From: Reid Sweatman (reids_at_[hidden])
Date: 1999-08-18 14:11:20
> 1. If the namespace is at the same scope as the file (i.e.
> all items in
> the file are within the namespace), and the file has a simple english
> name, the namespace should use the same name as the file.
> 2. Otherwise (the namespace scope differs from the file's scope or the
> file has a cryptic name (like cstdint)), an appropriate simple english
> name will be chosen for the namespace.
> A correpsonding (yet-unwritten, AFAIK), boost rule would be to always
> use simple english names for header files, unless there is a
> reason not to, as in the case of cstdint.
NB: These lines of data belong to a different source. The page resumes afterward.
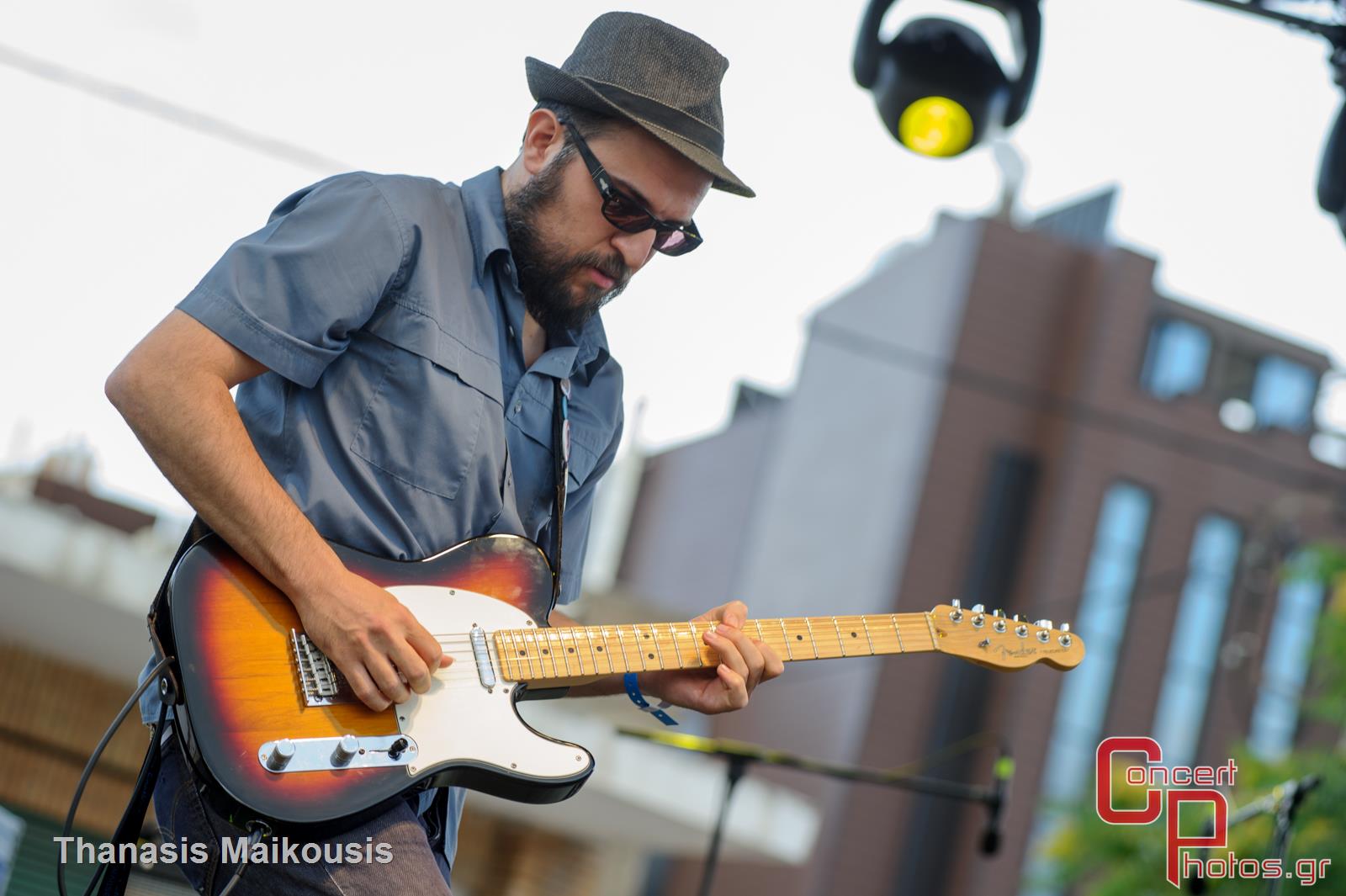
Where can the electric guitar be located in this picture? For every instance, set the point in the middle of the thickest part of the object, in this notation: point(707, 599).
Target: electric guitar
point(269, 720)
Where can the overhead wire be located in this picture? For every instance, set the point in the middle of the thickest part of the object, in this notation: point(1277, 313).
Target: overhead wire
point(172, 112)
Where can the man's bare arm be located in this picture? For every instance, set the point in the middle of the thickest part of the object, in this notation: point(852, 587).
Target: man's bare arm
point(172, 389)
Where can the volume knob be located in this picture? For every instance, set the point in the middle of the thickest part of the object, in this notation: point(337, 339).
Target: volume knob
point(347, 750)
point(280, 754)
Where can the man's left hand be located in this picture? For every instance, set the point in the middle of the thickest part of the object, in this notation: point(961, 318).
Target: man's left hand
point(744, 665)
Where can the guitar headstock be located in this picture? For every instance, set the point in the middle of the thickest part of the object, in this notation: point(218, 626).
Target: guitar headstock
point(1002, 642)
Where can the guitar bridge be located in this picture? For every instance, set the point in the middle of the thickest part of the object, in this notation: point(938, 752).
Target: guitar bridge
point(318, 678)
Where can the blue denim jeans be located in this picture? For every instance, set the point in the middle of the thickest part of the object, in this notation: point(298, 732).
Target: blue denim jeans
point(412, 866)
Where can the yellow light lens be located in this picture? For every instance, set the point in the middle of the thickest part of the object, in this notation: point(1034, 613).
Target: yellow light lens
point(935, 127)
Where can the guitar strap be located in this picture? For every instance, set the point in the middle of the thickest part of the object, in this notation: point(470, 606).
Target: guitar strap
point(116, 875)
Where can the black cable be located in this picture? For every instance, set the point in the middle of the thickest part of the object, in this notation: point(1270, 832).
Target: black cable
point(256, 830)
point(93, 761)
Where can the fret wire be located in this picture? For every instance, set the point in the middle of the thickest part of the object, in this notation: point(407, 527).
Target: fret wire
point(549, 638)
point(623, 642)
point(528, 654)
point(513, 649)
point(812, 640)
point(659, 653)
point(558, 649)
point(607, 649)
point(676, 650)
point(545, 651)
point(589, 637)
point(569, 649)
point(501, 638)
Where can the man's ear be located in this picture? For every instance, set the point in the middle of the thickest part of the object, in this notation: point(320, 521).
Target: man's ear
point(543, 139)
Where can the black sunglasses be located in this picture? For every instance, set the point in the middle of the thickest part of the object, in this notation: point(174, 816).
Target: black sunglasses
point(626, 215)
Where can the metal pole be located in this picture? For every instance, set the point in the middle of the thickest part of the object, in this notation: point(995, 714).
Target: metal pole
point(738, 765)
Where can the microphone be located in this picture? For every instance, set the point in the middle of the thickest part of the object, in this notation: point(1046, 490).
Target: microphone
point(1003, 771)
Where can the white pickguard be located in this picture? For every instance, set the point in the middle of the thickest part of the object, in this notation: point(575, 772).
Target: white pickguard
point(458, 718)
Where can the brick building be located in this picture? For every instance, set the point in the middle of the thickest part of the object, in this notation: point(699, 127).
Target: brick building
point(1013, 416)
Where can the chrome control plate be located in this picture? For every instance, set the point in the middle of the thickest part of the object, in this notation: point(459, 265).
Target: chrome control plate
point(316, 754)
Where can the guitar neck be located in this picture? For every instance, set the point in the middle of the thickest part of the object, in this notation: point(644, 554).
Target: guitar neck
point(571, 651)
While I'm not an English bigot, I'm all for such a naming convention.
There's nothing I hate more than cryptic naming conventions (and yet I use
Hungarian notation <g>), or especially names that seem non-hermeneutic, but
really don't contain what the name implies. BTW, I guess I *am* something
of an English bigot,in the sense that Europeans, Japanese, and whoever seem
to study English as a matter of routine, whereas native English-speakers,
and especially Americans (both of which I am, so no flames, please), don't
usually know *any* second language.
I suppose it would be possible to create a quickie PERL script to translate
most of a template file into another language using a simple custom
dictionary lookup, but I ain'ta seriously perposin' any sech thing,
y'unnerstand (from which one might gather from what geographic location
within the US I hail <g>). Y'all.
BTW, that sort of reminds me of a piece of obfuscated C I once saw, probably
in Dr. Dobbs or the C/C++ Users Journal, in which the little snatch of
(working) code used only keywords, taking advantage of the language's
case-sensitivity to define variables with names like "If," "Then," "Else,"
and so one. I can't recall the exact code, but it had something of this
if(If) then Then = If; else Else = If;
Which just goes to show what you can do when all the code is in plain
English (or any other language) <g>.